The other part of this that blows my mind is that the Grandmother let this happen. Since when do grandparents let their grandchildren talk to them like this? I hope that most grandparents would have the sense to put the kibosh on this crazy talk but it scares me that some people wouldn’t. Where and when would a seven year old get the idea that butter will make her fat? I know that things have changed since I was seven but my biggest issue when I was that age was who would I invite for a sleepover and what scary movie we would watch, and that is how it should be. I am not saying that eating healthy isn’t important but a comment like that should never be at the top of mind for a seven year old.
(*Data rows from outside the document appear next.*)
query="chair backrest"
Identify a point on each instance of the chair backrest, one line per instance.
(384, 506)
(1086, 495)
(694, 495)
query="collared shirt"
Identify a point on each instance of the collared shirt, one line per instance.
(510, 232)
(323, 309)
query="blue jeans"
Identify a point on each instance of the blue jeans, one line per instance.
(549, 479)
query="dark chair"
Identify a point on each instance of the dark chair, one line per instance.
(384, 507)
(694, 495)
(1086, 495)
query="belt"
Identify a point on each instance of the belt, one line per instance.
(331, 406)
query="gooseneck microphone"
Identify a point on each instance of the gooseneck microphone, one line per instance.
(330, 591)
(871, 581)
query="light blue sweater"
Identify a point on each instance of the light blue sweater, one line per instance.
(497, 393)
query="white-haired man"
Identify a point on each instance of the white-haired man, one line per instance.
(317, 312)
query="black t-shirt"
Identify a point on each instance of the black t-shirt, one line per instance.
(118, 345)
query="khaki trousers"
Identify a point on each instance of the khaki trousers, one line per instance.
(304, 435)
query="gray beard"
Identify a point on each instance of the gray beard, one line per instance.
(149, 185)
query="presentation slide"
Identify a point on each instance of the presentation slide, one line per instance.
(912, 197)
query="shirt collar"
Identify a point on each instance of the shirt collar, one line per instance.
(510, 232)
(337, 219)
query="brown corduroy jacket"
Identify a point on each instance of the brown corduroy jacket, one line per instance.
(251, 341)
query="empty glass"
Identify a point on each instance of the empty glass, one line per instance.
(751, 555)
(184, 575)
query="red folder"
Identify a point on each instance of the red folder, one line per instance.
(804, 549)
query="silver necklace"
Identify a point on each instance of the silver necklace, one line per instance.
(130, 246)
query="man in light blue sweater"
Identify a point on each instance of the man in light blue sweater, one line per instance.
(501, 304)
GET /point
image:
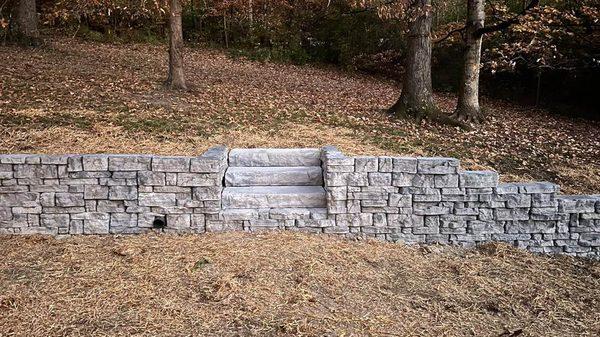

I will admit that I gave this Grandmother a look of confusion, and when our eyes locked for a short second I could see shame in her eyes. For a second I felt bad for her but in the same breath, she was the adult in the situation and she was in control of the children and she didn’t ever correct them or their actions. We as adults might not be in control of everything our children see or hear, but can surely teach our children how to be respectful and kind.
It breaks my heart that those two little girls will continue to think that they can talk like that to their grandmother and that butter will make you fat. Looking back now, I think that I should have said something to these little girls if their grandmother wasn’t going to, but they are not my children. I will never forget this conversation and even if the two little girls don’t learn a lesson from this, Tyler and I sure did.
Davis (formerly Carlson) is the daughter of late Tribune editor and publisher Mark Carlson.